Does it matter what political agenda motivated Anders Behring Breivik, who is allegedly responsible for two attacks in Norway that killed some 93 people? In some sense, no. He's a mass murderer, and he deserves society's severest punishment (which in Norway is apparently 21 years in prison, or approximately three months for each murder). But as with each such attack, there's been a rush to blame some ideological faction or other. As usual these days, some writers didn't bother waiting for evidence before assuming that the perpetrator was Islamic and rushing into print with condemnation of people who would make cuts in a U.S. defense budget as large as the rest of the world combined or begin to wind down the Afghan war after 10 years (!).
But surely NPR takes the cake for the most ridiculous name-dropping. This morning Linda Wertheimer, who has 40 years of journalistic experience at NPR, interviewed Goran Skaalmo of the Norwegian Business Daily about Breivik. At about 3:20 of the audio, Wertheimer asks Skaalmo:
I was reminded of the American writer Ann [sic] Rand, in that he talks in his manifesto about the government being too soft, too sort of politically afraid to draw the kind of nationalist lines that he calls for.
Say what? When did Ayn Rand ever call for a hard, nationalist government? She was an immigrant, of course, and Breivik was greatly motivated by anti-immigration sentiment.
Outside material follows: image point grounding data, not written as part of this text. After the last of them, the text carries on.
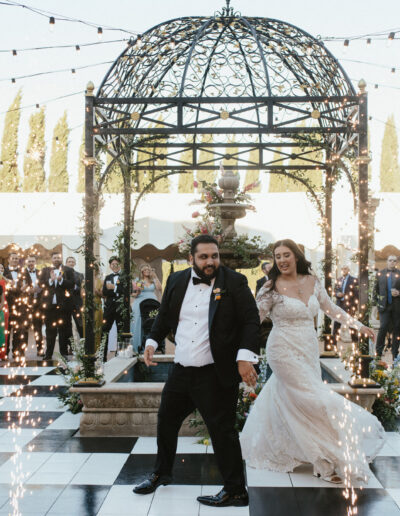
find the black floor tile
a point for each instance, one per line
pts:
(49, 440)
(27, 419)
(80, 500)
(98, 445)
(387, 471)
(329, 501)
(17, 380)
(273, 501)
(189, 469)
(45, 391)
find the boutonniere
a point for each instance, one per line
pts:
(218, 293)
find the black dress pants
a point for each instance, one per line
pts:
(188, 388)
(389, 318)
(111, 315)
(56, 322)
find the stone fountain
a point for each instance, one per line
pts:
(229, 210)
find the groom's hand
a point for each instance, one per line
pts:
(247, 372)
(148, 356)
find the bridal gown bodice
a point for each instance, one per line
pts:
(296, 418)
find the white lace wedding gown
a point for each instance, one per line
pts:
(296, 418)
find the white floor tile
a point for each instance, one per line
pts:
(145, 445)
(303, 477)
(175, 506)
(59, 469)
(26, 463)
(122, 501)
(66, 421)
(32, 403)
(265, 478)
(51, 379)
(29, 371)
(175, 491)
(395, 494)
(100, 469)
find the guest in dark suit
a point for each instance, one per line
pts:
(57, 284)
(265, 267)
(113, 293)
(34, 314)
(16, 334)
(346, 293)
(77, 301)
(387, 299)
(213, 315)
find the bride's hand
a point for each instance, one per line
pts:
(247, 372)
(368, 332)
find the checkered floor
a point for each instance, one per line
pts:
(65, 474)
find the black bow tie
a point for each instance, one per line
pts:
(197, 281)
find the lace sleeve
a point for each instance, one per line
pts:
(265, 300)
(332, 310)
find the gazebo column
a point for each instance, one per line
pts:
(126, 258)
(363, 215)
(328, 338)
(90, 206)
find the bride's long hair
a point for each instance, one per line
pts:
(303, 266)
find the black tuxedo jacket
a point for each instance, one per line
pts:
(13, 294)
(260, 283)
(62, 292)
(111, 297)
(380, 290)
(349, 302)
(233, 319)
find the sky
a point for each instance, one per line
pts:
(20, 28)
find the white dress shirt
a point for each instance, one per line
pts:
(192, 337)
(57, 273)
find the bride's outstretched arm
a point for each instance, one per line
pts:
(333, 311)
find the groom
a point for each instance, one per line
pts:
(213, 315)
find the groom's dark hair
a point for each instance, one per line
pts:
(202, 239)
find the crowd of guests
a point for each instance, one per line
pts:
(52, 297)
(50, 302)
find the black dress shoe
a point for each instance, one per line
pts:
(150, 484)
(225, 499)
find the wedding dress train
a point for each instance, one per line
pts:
(296, 418)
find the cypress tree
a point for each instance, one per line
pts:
(80, 187)
(185, 183)
(253, 175)
(389, 170)
(9, 174)
(58, 178)
(34, 174)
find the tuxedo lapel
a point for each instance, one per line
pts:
(178, 293)
(219, 283)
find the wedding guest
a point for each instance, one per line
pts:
(57, 283)
(114, 294)
(265, 267)
(146, 286)
(3, 316)
(77, 302)
(346, 293)
(33, 312)
(387, 298)
(13, 295)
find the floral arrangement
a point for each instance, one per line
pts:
(74, 371)
(247, 396)
(387, 407)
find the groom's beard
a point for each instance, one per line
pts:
(205, 275)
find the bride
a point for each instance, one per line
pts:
(296, 418)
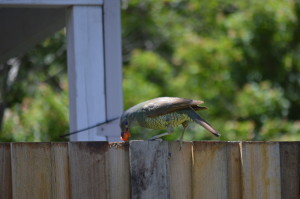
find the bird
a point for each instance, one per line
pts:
(164, 113)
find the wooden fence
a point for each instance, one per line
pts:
(150, 169)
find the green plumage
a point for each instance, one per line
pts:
(164, 113)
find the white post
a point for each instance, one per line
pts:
(86, 70)
(113, 66)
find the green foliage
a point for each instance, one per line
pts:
(240, 57)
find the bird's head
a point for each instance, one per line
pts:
(125, 134)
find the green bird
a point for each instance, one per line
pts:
(164, 113)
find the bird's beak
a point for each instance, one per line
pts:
(125, 136)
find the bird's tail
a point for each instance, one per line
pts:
(196, 118)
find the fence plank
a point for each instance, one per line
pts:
(234, 170)
(118, 169)
(290, 169)
(87, 161)
(60, 171)
(180, 170)
(261, 170)
(5, 171)
(210, 170)
(31, 170)
(149, 169)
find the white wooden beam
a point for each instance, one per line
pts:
(113, 66)
(26, 3)
(86, 70)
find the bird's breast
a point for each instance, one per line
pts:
(163, 121)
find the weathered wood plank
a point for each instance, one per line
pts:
(118, 170)
(290, 169)
(149, 169)
(60, 171)
(31, 170)
(210, 170)
(180, 170)
(5, 172)
(87, 162)
(261, 170)
(234, 163)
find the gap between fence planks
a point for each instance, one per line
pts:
(150, 169)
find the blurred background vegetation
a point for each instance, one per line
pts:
(241, 57)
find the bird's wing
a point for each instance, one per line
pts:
(164, 105)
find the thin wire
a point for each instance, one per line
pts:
(87, 128)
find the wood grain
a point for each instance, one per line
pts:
(60, 171)
(31, 170)
(118, 170)
(261, 170)
(210, 170)
(87, 162)
(5, 172)
(180, 170)
(149, 169)
(290, 169)
(234, 165)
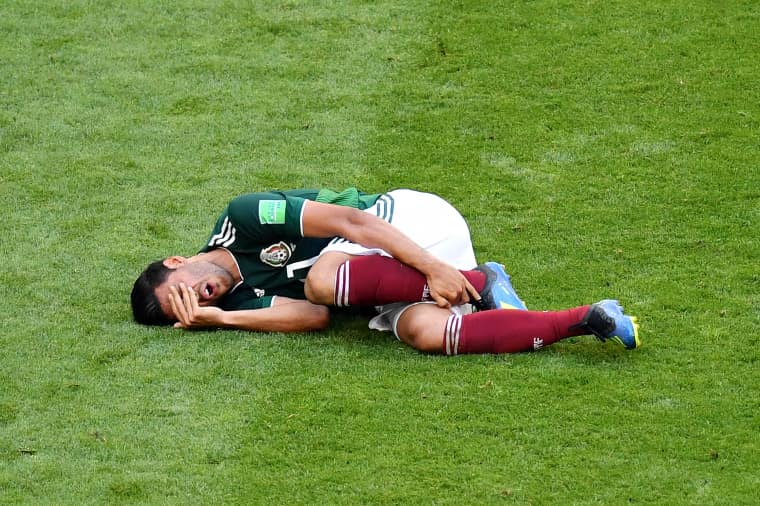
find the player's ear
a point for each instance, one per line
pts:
(174, 262)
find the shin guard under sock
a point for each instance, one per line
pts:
(510, 331)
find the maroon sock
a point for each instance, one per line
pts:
(509, 331)
(374, 280)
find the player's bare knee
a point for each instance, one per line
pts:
(417, 330)
(320, 282)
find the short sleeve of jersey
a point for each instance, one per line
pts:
(258, 218)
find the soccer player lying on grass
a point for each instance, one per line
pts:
(275, 259)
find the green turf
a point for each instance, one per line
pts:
(597, 148)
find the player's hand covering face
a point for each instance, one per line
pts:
(188, 312)
(207, 281)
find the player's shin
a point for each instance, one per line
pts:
(509, 331)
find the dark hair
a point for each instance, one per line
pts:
(145, 306)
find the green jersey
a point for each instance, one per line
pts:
(264, 233)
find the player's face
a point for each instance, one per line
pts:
(209, 281)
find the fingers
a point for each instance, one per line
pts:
(184, 303)
(439, 300)
(472, 293)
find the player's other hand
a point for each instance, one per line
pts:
(189, 314)
(448, 287)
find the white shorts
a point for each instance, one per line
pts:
(433, 224)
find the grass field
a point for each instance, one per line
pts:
(597, 148)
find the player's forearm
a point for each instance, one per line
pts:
(372, 232)
(297, 318)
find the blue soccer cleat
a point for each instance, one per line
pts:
(606, 320)
(498, 292)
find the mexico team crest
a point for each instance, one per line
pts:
(276, 255)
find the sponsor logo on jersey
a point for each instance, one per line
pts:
(272, 212)
(276, 255)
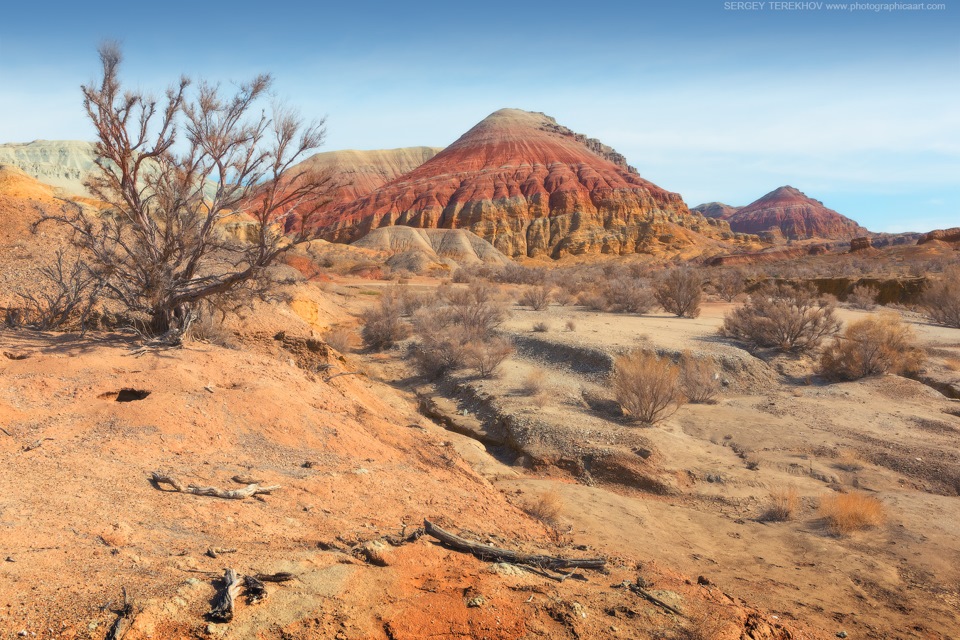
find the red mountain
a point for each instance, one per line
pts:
(532, 188)
(795, 215)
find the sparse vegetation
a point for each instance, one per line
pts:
(791, 319)
(646, 386)
(872, 346)
(486, 355)
(340, 338)
(383, 324)
(533, 383)
(783, 505)
(171, 173)
(536, 297)
(846, 513)
(863, 297)
(730, 283)
(546, 507)
(698, 378)
(679, 291)
(941, 298)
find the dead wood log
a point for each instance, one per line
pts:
(125, 617)
(158, 478)
(255, 589)
(489, 553)
(222, 609)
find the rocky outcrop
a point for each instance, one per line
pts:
(357, 173)
(796, 216)
(716, 210)
(531, 188)
(59, 163)
(423, 250)
(949, 236)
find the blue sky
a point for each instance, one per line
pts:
(857, 108)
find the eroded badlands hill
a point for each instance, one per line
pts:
(532, 188)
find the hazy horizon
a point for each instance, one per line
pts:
(855, 108)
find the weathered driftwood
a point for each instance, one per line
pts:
(487, 552)
(222, 609)
(282, 576)
(255, 590)
(125, 617)
(230, 494)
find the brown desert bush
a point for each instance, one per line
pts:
(340, 338)
(646, 386)
(477, 307)
(679, 291)
(533, 383)
(872, 346)
(849, 512)
(383, 324)
(783, 505)
(698, 379)
(546, 507)
(863, 297)
(792, 319)
(537, 297)
(941, 298)
(730, 283)
(486, 356)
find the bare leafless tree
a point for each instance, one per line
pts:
(171, 173)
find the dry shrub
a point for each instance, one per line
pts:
(699, 379)
(383, 324)
(646, 386)
(537, 298)
(783, 504)
(679, 291)
(441, 343)
(208, 328)
(730, 283)
(564, 298)
(546, 507)
(941, 298)
(485, 356)
(848, 460)
(477, 307)
(872, 346)
(629, 295)
(863, 297)
(793, 319)
(457, 330)
(619, 295)
(849, 512)
(340, 338)
(533, 383)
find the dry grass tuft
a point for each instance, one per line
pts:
(848, 460)
(784, 503)
(546, 507)
(849, 512)
(533, 383)
(647, 386)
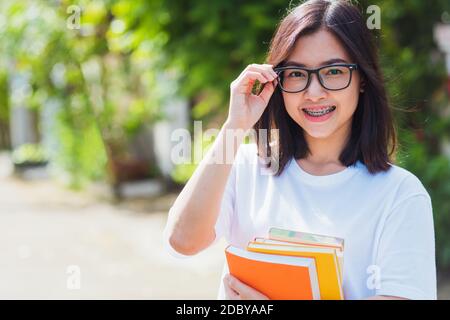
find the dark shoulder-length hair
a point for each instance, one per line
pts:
(373, 130)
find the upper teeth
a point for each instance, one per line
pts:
(321, 111)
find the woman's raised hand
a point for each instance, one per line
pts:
(245, 107)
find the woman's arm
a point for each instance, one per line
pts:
(196, 209)
(194, 214)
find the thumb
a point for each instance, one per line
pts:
(268, 90)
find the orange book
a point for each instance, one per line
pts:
(278, 277)
(327, 264)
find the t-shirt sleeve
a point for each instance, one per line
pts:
(406, 251)
(227, 206)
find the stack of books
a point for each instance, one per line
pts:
(291, 265)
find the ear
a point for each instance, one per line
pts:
(362, 85)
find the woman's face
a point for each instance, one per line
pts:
(314, 51)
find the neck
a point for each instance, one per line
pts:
(326, 151)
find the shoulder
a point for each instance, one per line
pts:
(405, 187)
(408, 183)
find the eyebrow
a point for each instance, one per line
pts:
(324, 63)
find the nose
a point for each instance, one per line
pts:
(315, 91)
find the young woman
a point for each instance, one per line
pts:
(333, 174)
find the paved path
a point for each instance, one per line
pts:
(117, 249)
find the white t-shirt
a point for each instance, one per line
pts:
(386, 220)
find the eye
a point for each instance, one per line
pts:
(334, 72)
(296, 74)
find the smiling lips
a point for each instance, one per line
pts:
(318, 113)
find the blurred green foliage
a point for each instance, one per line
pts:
(108, 76)
(29, 154)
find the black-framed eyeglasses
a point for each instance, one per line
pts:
(332, 77)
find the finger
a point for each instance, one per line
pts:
(266, 70)
(245, 84)
(230, 293)
(238, 286)
(271, 70)
(268, 90)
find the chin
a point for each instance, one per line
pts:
(317, 134)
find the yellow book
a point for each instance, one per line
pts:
(327, 264)
(339, 253)
(306, 238)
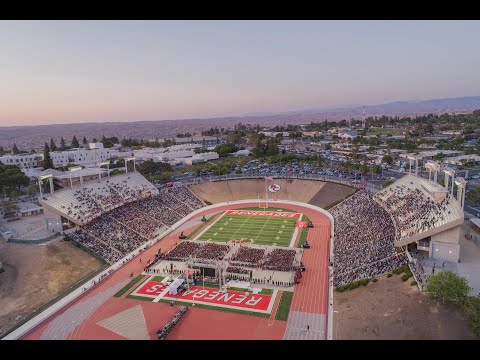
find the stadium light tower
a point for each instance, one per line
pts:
(364, 120)
(462, 186)
(449, 173)
(432, 166)
(103, 163)
(126, 163)
(72, 170)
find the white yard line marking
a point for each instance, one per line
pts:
(208, 227)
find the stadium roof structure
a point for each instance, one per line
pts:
(446, 217)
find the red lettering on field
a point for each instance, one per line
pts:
(263, 213)
(151, 288)
(231, 298)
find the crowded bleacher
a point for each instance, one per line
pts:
(120, 214)
(414, 210)
(87, 202)
(248, 255)
(364, 239)
(280, 260)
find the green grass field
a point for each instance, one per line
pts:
(263, 230)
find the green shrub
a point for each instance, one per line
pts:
(471, 310)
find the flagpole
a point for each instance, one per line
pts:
(266, 194)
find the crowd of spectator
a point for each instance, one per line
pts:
(364, 239)
(412, 209)
(183, 251)
(237, 270)
(280, 260)
(116, 233)
(137, 220)
(106, 251)
(185, 195)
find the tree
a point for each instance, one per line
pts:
(387, 159)
(53, 147)
(75, 143)
(63, 145)
(474, 195)
(47, 160)
(471, 310)
(257, 151)
(9, 209)
(14, 194)
(272, 147)
(448, 287)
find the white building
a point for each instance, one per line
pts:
(348, 135)
(23, 161)
(199, 158)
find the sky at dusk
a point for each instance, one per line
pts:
(96, 71)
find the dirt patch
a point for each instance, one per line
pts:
(392, 309)
(35, 274)
(318, 193)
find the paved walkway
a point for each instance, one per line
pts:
(64, 323)
(297, 326)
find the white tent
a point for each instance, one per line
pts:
(173, 287)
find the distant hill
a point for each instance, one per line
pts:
(27, 137)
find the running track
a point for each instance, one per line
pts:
(79, 319)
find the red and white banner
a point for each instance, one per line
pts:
(301, 224)
(236, 299)
(264, 213)
(274, 188)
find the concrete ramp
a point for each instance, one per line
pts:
(129, 323)
(297, 326)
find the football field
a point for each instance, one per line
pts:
(263, 228)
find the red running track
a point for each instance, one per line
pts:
(311, 295)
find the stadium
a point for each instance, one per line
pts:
(243, 258)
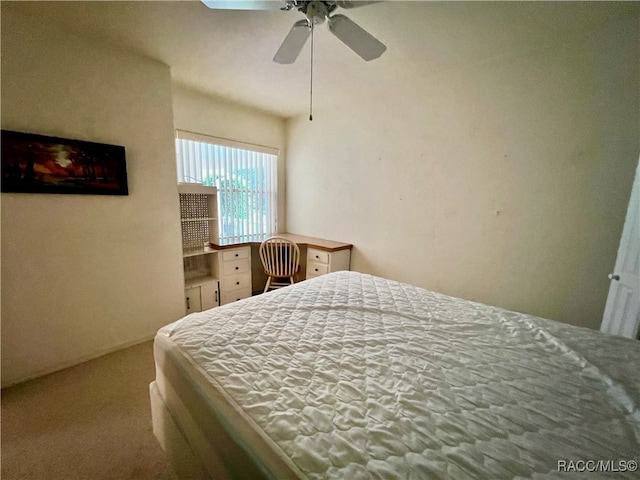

She was staunchly individualist, just the opposite of nationalism. And she favored a government strictly limited to the protection of individual rights. Wertheimer reaches new depths in stupid Ayn Rand references.
A Norwegian newspaper's report on Breivik (in an automatic Google translation) includes this telling line:
In one of the posts he states that politics today no longer revolves around socialism against capitalism, but that the fight is between nationalism and internationalism.
His online posts and his 1500-page online book seem to point to a fairly consistent nationalist, anti-immigrant, anti-Islamic "cultural conservative" defense of Europe's "Judeo-Christian culture."
Meanwhile, Norwegian bloggers have discovered that he lifted large passages from the 35,000-word manifesto of the anti-capitalist "Unabomber" Theodore Kaczynski.